(Difference in the delivery mechanism of free curcumin and nanocurcumin (Source))
First time Wahlstrom and Blennow in 1978 reported that after oral administration of 1 g/kg of curcumin in Sprague-Dawley rats, negligible amounts of curcumin in blood plasma of rats was observed which could be due to its poor absorption from the gut. Later several studies conducted on bioavailability of curcumin found that certain amount of curcumin are bioavailable in the serum of animals. In a study, when curcumin was given orally at a dose of 2 g/kg to rats, a maximum serum concentration of 1.35±0.23 µg/mL was observed at 0.83 hours, whereas in humans the same dose of curcumin resulted in either undetectable or extremely low (0.006±0.005 µg/mL) serum levels after 1 hour [1].
For lipophilic drugs like curcumin, despite their biocompatibility, uptake and retention when administered in-vitro or in-vivo severely impacted their potential. It was identified that curcumin was readily metabolized extensively by the liver and plasma and is reduced or functionalized to tetrahydrocurcumin or hexahydrocurcumin in rats. Curcumin is broken down into its water-soluble metabolites and excreted out of the system through urine. Furthermore, extensive investigation of the pharmacokinetic properties using mouse models were conducted wherein, an hour post administration, the highest accumulation of curcumin was identified in the serum and intestine while trace amounts were detected in the liver, spleen, kidney, and brain respectively [2].
(Comparative overview of the bioavailability of native curcumin vs nanoformulations after 2 hours in cellular assays (Source))
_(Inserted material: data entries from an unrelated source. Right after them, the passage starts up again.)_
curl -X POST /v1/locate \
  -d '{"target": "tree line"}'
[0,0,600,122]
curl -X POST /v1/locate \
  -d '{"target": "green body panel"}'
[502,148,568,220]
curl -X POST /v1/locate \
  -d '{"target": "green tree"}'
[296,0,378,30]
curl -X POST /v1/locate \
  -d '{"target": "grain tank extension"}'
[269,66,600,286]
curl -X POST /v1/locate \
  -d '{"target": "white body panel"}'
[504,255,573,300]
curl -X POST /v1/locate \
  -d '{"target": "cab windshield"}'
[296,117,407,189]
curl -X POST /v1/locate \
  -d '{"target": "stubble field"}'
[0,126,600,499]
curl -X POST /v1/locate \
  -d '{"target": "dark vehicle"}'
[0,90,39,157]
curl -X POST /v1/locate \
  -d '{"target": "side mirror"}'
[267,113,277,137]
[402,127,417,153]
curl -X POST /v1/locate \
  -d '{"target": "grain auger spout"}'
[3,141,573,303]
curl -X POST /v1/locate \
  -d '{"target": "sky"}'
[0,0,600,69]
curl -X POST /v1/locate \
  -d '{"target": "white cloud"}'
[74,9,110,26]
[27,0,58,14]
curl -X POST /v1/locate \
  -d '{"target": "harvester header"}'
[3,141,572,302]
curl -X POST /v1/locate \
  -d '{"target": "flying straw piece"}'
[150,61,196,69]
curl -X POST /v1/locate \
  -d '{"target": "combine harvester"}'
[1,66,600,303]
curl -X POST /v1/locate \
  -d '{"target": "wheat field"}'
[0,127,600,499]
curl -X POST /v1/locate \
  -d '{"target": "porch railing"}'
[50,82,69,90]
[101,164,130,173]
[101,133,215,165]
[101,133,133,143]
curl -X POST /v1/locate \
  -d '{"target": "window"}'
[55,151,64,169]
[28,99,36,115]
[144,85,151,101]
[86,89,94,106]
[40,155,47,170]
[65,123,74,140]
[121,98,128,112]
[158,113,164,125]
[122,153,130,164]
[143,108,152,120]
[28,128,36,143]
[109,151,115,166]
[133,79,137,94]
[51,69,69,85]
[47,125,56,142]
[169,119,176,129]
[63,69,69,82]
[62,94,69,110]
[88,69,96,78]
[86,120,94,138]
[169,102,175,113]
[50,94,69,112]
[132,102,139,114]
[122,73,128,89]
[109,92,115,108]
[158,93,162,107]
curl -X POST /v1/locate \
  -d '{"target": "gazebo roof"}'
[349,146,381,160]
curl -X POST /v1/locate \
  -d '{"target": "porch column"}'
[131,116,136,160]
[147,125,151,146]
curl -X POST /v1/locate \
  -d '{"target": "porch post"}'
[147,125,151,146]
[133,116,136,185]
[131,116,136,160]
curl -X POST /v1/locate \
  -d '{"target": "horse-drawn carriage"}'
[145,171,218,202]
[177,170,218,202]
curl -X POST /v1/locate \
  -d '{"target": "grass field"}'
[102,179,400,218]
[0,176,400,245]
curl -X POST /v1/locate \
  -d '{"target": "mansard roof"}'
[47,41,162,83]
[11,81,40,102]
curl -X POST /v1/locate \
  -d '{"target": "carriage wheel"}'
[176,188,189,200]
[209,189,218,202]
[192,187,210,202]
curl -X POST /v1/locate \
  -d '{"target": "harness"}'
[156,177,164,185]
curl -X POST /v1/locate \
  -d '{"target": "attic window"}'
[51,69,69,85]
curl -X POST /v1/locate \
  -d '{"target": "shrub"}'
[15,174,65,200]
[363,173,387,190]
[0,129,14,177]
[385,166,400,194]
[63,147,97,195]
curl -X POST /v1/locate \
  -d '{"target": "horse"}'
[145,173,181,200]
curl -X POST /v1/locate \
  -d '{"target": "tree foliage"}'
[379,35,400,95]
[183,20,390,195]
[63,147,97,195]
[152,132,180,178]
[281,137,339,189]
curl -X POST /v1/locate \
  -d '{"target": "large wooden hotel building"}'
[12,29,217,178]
By encapsulating the drug within their tiny structures, nanoparticles can significantly enhance their bioavailability and solubility. While previous efforts to improve curcumin's bio-distribution had limited success, the advent of nanotechnology delivery systems has unlocked its full therapeutic potential. Using physiochemical properties of the delivery systems, the therapeutic effects of curcumin can be utilized to its full potential. This paves the way for exciting new treatment options in various diseases, making nanotechnology a critical driver in the future of medicine.
References:
Ireson, C. et al. Characterization of Metabolites of the Chemopreventive Agent Curcumin in Human and Rat Hepatocytes and in the Rat in Vivo, and Evaluation of Their Ability to Inhibit Phorbol Ester-induced Prostaglandin E2 Production1. Cancer Res 61, 1058–1064 (2001).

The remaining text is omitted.